1. Everyone needs a support system. If you have young children, make sure that you have one family member at least, a sibling, parent, parent in-law who you trust, who knows your wishes (and where all your important papers are). If you have adult children, choose one of them to be in charge if there were a sudden severe health problem.
If you don’t have children, make sure a good friend, or cousin whom you love, is kept abreast of your situation. I have learned that health problems often creep up slowly, but then overnight seem to bloom into crisis and no one makes good decisions during a crisis.
2. You do not create the situation by planning for it. I know that many would think this is the American culture side of me talking, and perhaps that’s accurate. Be that as it may, crises are much better dealt with when you have the information you need, the health provider you’ve already created a relationship with, and an understanding of the system.
Case in point. I have a client whose mother was diagnosed last year with Alzheimer’s. She’s doing great, some memory issues but is still functioning well. However, last week my client took a day and went around the city where she lives looking at several day programs for people with Alzheimer’s. Her mother doesn’t need those services, now, but pretending that the situation will not get worse is not helping anybody. Now my client knows which programs will work for her mother and which will not; she has met with the directors and understood the application criteria so when it comes time for a change, she has the information on hand and can make an informed decision.
3. Organizing your papers is crucial. I cannot emphasize this enough. The first time I meet with someone, I always ask them to bring me their medical papers surrounding the particular issue they want to discuss. They do bring a file, usually, often with unopened letters from the insurance company, and a wide array of papers, many often not connected with the medical issue at all. We end spending part of the time just sorting through reams of papers.
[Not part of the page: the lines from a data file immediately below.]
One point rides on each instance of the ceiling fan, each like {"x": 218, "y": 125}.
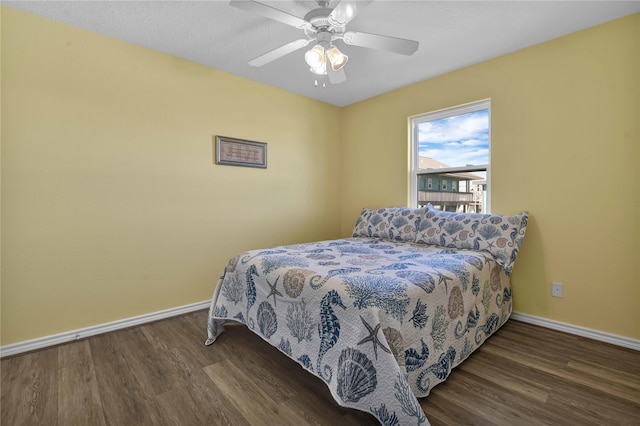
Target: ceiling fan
{"x": 323, "y": 26}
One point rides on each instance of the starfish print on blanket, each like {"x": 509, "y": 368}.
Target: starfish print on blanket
{"x": 274, "y": 291}
{"x": 373, "y": 337}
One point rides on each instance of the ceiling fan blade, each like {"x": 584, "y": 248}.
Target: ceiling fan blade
{"x": 380, "y": 42}
{"x": 279, "y": 52}
{"x": 271, "y": 13}
{"x": 345, "y": 11}
{"x": 337, "y": 77}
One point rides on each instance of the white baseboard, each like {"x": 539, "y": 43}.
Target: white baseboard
{"x": 56, "y": 339}
{"x": 69, "y": 336}
{"x": 578, "y": 331}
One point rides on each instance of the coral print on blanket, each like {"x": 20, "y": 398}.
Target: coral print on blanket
{"x": 381, "y": 317}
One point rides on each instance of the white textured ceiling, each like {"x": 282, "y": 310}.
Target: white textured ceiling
{"x": 452, "y": 35}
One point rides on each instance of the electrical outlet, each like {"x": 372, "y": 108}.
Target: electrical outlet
{"x": 556, "y": 289}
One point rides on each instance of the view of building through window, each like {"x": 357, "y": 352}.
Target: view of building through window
{"x": 451, "y": 158}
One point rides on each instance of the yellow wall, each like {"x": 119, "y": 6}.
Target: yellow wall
{"x": 111, "y": 204}
{"x": 564, "y": 146}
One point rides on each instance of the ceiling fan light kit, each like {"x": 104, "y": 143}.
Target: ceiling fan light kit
{"x": 324, "y": 25}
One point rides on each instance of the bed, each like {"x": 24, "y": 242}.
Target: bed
{"x": 384, "y": 315}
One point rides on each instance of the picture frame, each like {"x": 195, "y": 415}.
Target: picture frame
{"x": 240, "y": 152}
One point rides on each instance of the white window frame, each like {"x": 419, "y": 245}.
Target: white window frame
{"x": 415, "y": 120}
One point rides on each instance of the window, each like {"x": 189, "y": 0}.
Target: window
{"x": 451, "y": 146}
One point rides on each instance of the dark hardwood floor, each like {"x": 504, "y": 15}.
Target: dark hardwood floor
{"x": 161, "y": 373}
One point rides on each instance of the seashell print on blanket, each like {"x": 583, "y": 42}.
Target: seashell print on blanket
{"x": 358, "y": 312}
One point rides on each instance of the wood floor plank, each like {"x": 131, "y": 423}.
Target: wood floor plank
{"x": 249, "y": 398}
{"x": 78, "y": 396}
{"x": 162, "y": 374}
{"x": 29, "y": 389}
{"x": 123, "y": 399}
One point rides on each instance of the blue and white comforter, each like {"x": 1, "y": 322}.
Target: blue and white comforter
{"x": 379, "y": 322}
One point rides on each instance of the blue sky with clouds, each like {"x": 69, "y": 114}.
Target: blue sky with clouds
{"x": 456, "y": 141}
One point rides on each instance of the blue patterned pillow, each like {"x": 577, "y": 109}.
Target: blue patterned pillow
{"x": 499, "y": 235}
{"x": 390, "y": 223}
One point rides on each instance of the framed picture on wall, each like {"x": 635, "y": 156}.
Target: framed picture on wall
{"x": 240, "y": 152}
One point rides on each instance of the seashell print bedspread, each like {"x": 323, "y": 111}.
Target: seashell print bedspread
{"x": 379, "y": 322}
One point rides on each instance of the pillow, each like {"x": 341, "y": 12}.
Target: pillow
{"x": 499, "y": 235}
{"x": 390, "y": 223}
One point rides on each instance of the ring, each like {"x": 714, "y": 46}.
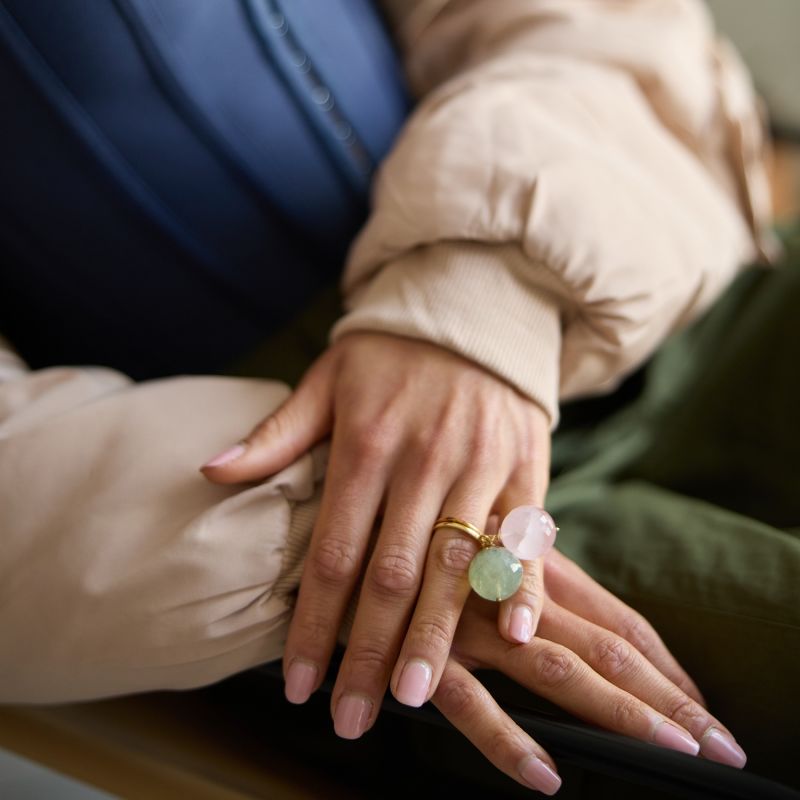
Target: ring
{"x": 483, "y": 539}
{"x": 495, "y": 572}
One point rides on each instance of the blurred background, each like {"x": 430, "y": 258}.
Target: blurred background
{"x": 766, "y": 34}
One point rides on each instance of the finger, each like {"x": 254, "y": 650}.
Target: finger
{"x": 569, "y": 586}
{"x": 352, "y": 494}
{"x": 282, "y": 437}
{"x": 619, "y": 662}
{"x": 444, "y": 591}
{"x": 464, "y": 701}
{"x": 558, "y": 674}
{"x": 519, "y": 614}
{"x": 386, "y": 598}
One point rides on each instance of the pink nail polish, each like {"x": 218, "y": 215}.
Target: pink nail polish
{"x": 231, "y": 454}
{"x": 415, "y": 680}
{"x": 669, "y": 736}
{"x": 352, "y": 715}
{"x": 718, "y": 746}
{"x": 539, "y": 775}
{"x": 301, "y": 678}
{"x": 520, "y": 626}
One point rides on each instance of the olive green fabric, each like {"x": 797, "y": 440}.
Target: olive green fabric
{"x": 681, "y": 494}
{"x": 685, "y": 502}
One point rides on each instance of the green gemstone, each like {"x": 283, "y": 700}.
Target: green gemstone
{"x": 495, "y": 573}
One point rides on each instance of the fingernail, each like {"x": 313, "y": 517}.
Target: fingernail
{"x": 231, "y": 454}
{"x": 352, "y": 715}
{"x": 415, "y": 680}
{"x": 520, "y": 626}
{"x": 539, "y": 775}
{"x": 718, "y": 746}
{"x": 669, "y": 736}
{"x": 300, "y": 681}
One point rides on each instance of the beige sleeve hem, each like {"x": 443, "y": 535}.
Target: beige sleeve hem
{"x": 472, "y": 299}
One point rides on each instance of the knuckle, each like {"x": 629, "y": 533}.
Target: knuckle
{"x": 313, "y": 629}
{"x": 428, "y": 457}
{"x": 394, "y": 573}
{"x": 637, "y": 630}
{"x": 334, "y": 561}
{"x": 371, "y": 440}
{"x": 555, "y": 667}
{"x": 612, "y": 656}
{"x": 502, "y": 746}
{"x": 685, "y": 711}
{"x": 432, "y": 635}
{"x": 453, "y": 554}
{"x": 455, "y": 698}
{"x": 625, "y": 713}
{"x": 270, "y": 428}
{"x": 366, "y": 659}
{"x": 483, "y": 446}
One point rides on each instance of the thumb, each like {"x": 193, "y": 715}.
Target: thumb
{"x": 299, "y": 422}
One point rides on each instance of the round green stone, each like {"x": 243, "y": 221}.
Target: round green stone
{"x": 495, "y": 573}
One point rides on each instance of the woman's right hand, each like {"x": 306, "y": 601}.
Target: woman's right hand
{"x": 592, "y": 655}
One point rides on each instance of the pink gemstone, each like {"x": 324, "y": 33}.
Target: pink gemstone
{"x": 528, "y": 532}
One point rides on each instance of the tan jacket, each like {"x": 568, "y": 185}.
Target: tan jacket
{"x": 579, "y": 178}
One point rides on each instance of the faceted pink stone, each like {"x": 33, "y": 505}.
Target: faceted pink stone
{"x": 528, "y": 532}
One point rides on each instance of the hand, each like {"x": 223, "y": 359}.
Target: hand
{"x": 593, "y": 656}
{"x": 419, "y": 433}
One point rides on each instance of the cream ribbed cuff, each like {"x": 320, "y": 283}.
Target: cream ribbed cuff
{"x": 480, "y": 301}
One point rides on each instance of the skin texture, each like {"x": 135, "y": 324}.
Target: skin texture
{"x": 418, "y": 433}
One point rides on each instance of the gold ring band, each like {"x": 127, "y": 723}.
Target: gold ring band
{"x": 483, "y": 539}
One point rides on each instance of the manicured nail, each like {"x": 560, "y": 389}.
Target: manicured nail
{"x": 301, "y": 679}
{"x": 521, "y": 625}
{"x": 415, "y": 680}
{"x": 231, "y": 454}
{"x": 669, "y": 736}
{"x": 352, "y": 715}
{"x": 718, "y": 746}
{"x": 539, "y": 775}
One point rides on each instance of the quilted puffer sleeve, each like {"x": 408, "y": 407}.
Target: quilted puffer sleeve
{"x": 579, "y": 178}
{"x": 121, "y": 568}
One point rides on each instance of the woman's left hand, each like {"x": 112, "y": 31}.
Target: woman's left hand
{"x": 417, "y": 433}
{"x": 595, "y": 657}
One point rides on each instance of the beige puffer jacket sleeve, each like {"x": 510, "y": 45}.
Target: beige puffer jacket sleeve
{"x": 580, "y": 178}
{"x": 121, "y": 568}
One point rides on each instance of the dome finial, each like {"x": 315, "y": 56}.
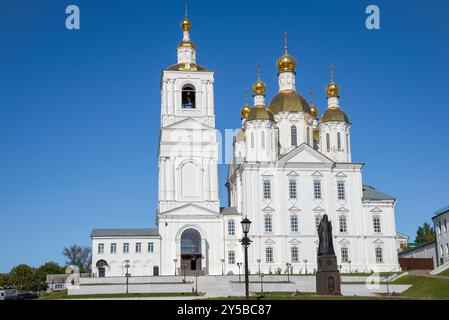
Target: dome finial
{"x": 285, "y": 42}
{"x": 286, "y": 63}
{"x": 313, "y": 108}
{"x": 259, "y": 87}
{"x": 332, "y": 88}
{"x": 246, "y": 109}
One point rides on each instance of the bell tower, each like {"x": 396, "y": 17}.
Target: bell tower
{"x": 188, "y": 148}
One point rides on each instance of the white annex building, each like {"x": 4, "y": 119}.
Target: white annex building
{"x": 290, "y": 166}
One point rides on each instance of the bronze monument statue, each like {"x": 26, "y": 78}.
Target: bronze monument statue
{"x": 327, "y": 276}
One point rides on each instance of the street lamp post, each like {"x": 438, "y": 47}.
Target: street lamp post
{"x": 238, "y": 265}
{"x": 184, "y": 271}
{"x": 246, "y": 224}
{"x": 175, "y": 261}
{"x": 127, "y": 275}
{"x": 222, "y": 267}
{"x": 288, "y": 265}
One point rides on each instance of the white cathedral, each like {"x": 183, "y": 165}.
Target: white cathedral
{"x": 289, "y": 167}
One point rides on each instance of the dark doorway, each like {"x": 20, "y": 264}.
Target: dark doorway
{"x": 101, "y": 266}
{"x": 191, "y": 257}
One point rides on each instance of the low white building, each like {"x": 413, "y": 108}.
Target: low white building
{"x": 290, "y": 167}
{"x": 441, "y": 226}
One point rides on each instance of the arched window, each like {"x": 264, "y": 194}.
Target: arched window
{"x": 263, "y": 139}
{"x": 188, "y": 97}
{"x": 294, "y": 136}
{"x": 339, "y": 141}
{"x": 190, "y": 241}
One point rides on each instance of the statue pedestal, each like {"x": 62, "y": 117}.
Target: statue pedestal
{"x": 328, "y": 277}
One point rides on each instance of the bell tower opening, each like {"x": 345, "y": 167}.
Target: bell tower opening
{"x": 188, "y": 97}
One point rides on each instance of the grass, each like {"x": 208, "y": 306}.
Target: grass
{"x": 425, "y": 287}
{"x": 63, "y": 295}
{"x": 445, "y": 273}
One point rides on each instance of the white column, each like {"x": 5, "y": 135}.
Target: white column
{"x": 207, "y": 182}
{"x": 213, "y": 180}
{"x": 170, "y": 177}
{"x": 204, "y": 97}
{"x": 162, "y": 180}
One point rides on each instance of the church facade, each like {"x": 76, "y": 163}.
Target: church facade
{"x": 290, "y": 166}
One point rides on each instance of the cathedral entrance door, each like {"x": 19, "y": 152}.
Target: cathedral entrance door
{"x": 191, "y": 251}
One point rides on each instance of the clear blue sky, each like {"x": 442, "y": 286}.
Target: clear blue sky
{"x": 79, "y": 110}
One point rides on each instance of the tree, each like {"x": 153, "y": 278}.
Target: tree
{"x": 425, "y": 234}
{"x": 51, "y": 267}
{"x": 26, "y": 278}
{"x": 78, "y": 256}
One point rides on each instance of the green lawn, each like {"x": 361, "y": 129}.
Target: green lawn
{"x": 425, "y": 287}
{"x": 64, "y": 295}
{"x": 444, "y": 273}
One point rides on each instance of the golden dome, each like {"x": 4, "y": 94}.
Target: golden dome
{"x": 334, "y": 114}
{"x": 286, "y": 63}
{"x": 289, "y": 101}
{"x": 332, "y": 90}
{"x": 314, "y": 111}
{"x": 260, "y": 113}
{"x": 186, "y": 44}
{"x": 186, "y": 24}
{"x": 246, "y": 109}
{"x": 259, "y": 87}
{"x": 185, "y": 67}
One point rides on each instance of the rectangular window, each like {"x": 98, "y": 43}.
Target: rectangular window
{"x": 343, "y": 224}
{"x": 292, "y": 189}
{"x": 376, "y": 224}
{"x": 231, "y": 257}
{"x": 341, "y": 190}
{"x": 344, "y": 255}
{"x": 263, "y": 139}
{"x": 294, "y": 224}
{"x": 379, "y": 255}
{"x": 126, "y": 247}
{"x": 317, "y": 189}
{"x": 294, "y": 254}
{"x": 267, "y": 189}
{"x": 231, "y": 227}
{"x": 269, "y": 254}
{"x": 268, "y": 223}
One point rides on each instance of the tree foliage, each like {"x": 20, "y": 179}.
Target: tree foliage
{"x": 78, "y": 256}
{"x": 425, "y": 233}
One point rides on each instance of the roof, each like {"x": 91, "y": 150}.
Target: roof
{"x": 56, "y": 278}
{"x": 229, "y": 211}
{"x": 440, "y": 212}
{"x": 145, "y": 232}
{"x": 419, "y": 246}
{"x": 370, "y": 193}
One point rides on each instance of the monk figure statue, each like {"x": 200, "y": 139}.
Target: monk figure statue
{"x": 326, "y": 246}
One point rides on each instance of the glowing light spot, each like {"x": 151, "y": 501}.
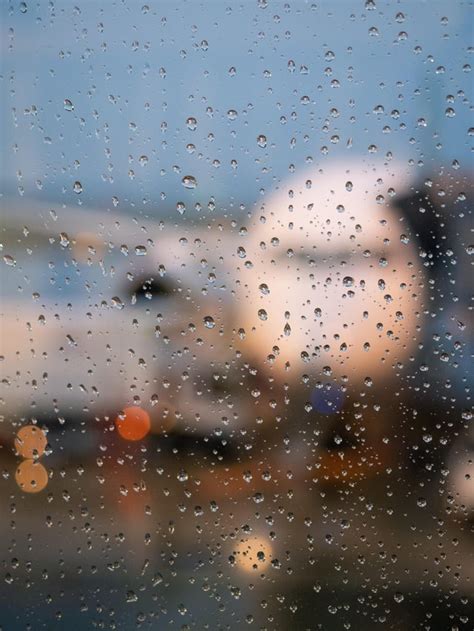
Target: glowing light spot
{"x": 31, "y": 476}
{"x": 133, "y": 423}
{"x": 30, "y": 442}
{"x": 253, "y": 554}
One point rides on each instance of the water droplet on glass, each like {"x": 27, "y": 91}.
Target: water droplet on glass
{"x": 189, "y": 181}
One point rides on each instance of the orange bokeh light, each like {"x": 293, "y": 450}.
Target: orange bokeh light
{"x": 30, "y": 442}
{"x": 31, "y": 476}
{"x": 133, "y": 423}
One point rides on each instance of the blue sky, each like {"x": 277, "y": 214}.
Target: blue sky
{"x": 319, "y": 80}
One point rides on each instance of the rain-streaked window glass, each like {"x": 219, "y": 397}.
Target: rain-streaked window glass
{"x": 236, "y": 333}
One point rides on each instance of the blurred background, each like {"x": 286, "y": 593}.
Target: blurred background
{"x": 236, "y": 315}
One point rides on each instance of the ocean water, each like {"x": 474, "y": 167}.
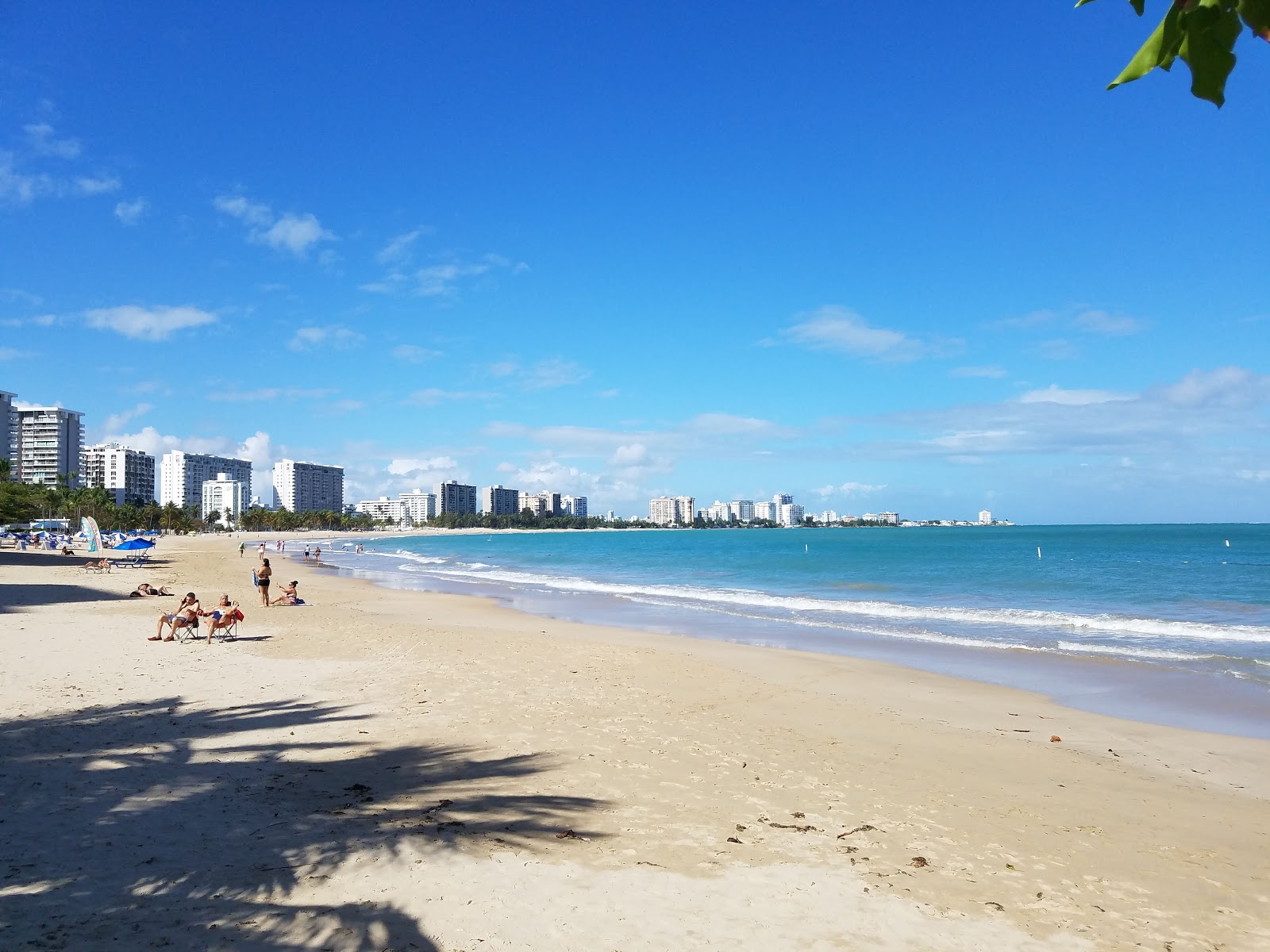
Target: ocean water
{"x": 1160, "y": 622}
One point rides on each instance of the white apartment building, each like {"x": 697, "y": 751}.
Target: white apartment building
{"x": 6, "y": 428}
{"x": 46, "y": 443}
{"x": 305, "y": 488}
{"x": 719, "y": 512}
{"x": 381, "y": 509}
{"x": 126, "y": 474}
{"x": 418, "y": 507}
{"x": 668, "y": 511}
{"x": 789, "y": 513}
{"x": 455, "y": 498}
{"x": 182, "y": 475}
{"x": 499, "y": 501}
{"x": 224, "y": 497}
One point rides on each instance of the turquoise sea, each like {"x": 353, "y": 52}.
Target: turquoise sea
{"x": 1160, "y": 622}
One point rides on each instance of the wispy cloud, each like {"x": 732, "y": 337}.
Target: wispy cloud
{"x": 148, "y": 323}
{"x": 841, "y": 330}
{"x": 413, "y": 353}
{"x": 332, "y": 336}
{"x": 131, "y": 213}
{"x": 290, "y": 232}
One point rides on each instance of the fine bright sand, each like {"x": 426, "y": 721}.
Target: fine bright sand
{"x": 404, "y": 771}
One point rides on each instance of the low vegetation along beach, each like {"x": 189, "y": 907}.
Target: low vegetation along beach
{"x": 400, "y": 770}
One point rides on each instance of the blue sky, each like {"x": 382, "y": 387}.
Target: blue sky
{"x": 876, "y": 257}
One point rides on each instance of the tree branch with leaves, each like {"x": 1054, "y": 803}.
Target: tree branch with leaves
{"x": 1202, "y": 33}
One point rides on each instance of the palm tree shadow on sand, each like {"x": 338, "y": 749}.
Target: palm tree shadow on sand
{"x": 154, "y": 825}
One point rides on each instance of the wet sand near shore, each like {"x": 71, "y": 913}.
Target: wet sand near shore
{"x": 402, "y": 770}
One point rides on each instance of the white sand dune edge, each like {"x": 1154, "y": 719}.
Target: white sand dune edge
{"x": 394, "y": 770}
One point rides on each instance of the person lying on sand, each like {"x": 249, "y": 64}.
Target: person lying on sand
{"x": 289, "y": 597}
{"x": 222, "y": 616}
{"x": 184, "y": 617}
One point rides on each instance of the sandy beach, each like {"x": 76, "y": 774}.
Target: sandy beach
{"x": 385, "y": 770}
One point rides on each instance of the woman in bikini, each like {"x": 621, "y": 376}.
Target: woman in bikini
{"x": 184, "y": 617}
{"x": 262, "y": 575}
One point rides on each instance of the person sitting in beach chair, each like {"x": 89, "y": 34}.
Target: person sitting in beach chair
{"x": 290, "y": 596}
{"x": 224, "y": 619}
{"x": 184, "y": 617}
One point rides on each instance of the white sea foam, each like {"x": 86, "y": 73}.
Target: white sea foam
{"x": 889, "y": 611}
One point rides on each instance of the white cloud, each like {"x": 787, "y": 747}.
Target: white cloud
{"x": 42, "y": 141}
{"x": 1053, "y": 393}
{"x": 332, "y": 336}
{"x": 992, "y": 371}
{"x": 117, "y": 420}
{"x": 131, "y": 213}
{"x": 432, "y": 397}
{"x": 412, "y": 353}
{"x": 419, "y": 467}
{"x": 556, "y": 372}
{"x": 290, "y": 232}
{"x": 399, "y": 248}
{"x": 842, "y": 330}
{"x": 148, "y": 323}
{"x": 99, "y": 186}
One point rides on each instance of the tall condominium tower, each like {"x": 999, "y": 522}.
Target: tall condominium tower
{"x": 305, "y": 488}
{"x": 127, "y": 474}
{"x": 46, "y": 443}
{"x": 455, "y": 498}
{"x": 183, "y": 475}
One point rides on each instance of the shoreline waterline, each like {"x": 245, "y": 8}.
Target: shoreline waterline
{"x": 1077, "y": 676}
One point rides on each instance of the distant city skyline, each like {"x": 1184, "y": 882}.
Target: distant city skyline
{"x": 660, "y": 251}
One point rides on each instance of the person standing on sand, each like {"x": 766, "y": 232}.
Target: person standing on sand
{"x": 262, "y": 575}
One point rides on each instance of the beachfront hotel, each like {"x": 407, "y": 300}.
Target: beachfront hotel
{"x": 455, "y": 498}
{"x": 225, "y": 498}
{"x": 126, "y": 474}
{"x": 670, "y": 511}
{"x": 44, "y": 443}
{"x": 499, "y": 501}
{"x": 304, "y": 488}
{"x": 182, "y": 475}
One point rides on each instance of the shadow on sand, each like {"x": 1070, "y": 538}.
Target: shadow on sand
{"x": 152, "y": 825}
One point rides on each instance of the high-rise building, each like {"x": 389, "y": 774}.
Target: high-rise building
{"x": 46, "y": 443}
{"x": 789, "y": 513}
{"x": 305, "y": 488}
{"x": 126, "y": 474}
{"x": 224, "y": 497}
{"x": 668, "y": 511}
{"x": 499, "y": 501}
{"x": 182, "y": 475}
{"x": 418, "y": 507}
{"x": 6, "y": 431}
{"x": 455, "y": 498}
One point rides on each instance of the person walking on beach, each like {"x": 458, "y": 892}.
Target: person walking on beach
{"x": 262, "y": 577}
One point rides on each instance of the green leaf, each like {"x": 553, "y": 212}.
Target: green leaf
{"x": 1160, "y": 50}
{"x": 1257, "y": 14}
{"x": 1210, "y": 31}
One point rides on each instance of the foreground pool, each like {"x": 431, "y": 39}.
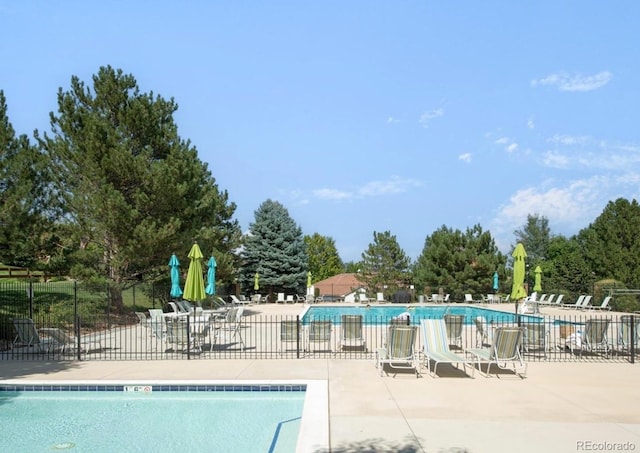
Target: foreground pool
{"x": 159, "y": 417}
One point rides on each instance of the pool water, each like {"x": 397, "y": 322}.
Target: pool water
{"x": 143, "y": 421}
{"x": 383, "y": 314}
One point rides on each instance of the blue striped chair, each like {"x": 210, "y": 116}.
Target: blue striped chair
{"x": 436, "y": 346}
{"x": 505, "y": 350}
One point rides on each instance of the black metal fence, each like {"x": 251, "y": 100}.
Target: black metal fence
{"x": 73, "y": 322}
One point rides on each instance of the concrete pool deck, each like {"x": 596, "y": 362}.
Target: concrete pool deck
{"x": 559, "y": 407}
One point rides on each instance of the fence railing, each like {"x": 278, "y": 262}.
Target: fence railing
{"x": 217, "y": 335}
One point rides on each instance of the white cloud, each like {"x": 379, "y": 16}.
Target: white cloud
{"x": 531, "y": 124}
{"x": 509, "y": 145}
{"x": 575, "y": 82}
{"x": 426, "y": 117}
{"x": 569, "y": 140}
{"x": 332, "y": 194}
{"x": 390, "y": 186}
{"x": 393, "y": 185}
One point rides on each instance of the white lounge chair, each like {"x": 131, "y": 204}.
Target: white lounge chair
{"x": 436, "y": 346}
{"x": 604, "y": 305}
{"x": 505, "y": 350}
{"x": 399, "y": 352}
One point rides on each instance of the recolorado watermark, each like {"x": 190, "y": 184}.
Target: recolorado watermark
{"x": 593, "y": 445}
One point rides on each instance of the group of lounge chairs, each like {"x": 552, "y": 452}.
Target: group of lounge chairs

Trust me. I know that not all of us are gifted with the organizational gene. You can just ask my husband, who must lament at my messiness. That is why years ago I forced myself to buy a binder (one that I liked), some clear nylon dividers, and take it with me every time I go to the doctor for either myself or one of my children. That way all relevant papers are stashed just where they need to be and I don’t have to worry about finding the relevant referral when that appointment I’ve been waiting for 8 months, is tomorrow. It doesn’t have to be fancy, it just has to be. Click here to download clear instructions about how to organize your medical binder.
4. Everyone makes decisions differently. Years ago, I coordinated a study for nurse who was looking at what influenced women to have (or not have) routine mammography screening. She based her research on that of Dr. Penny Pierce, who had then identified four types of decision makers: Deferrers, Delaying, Avoidance and Information Seeking.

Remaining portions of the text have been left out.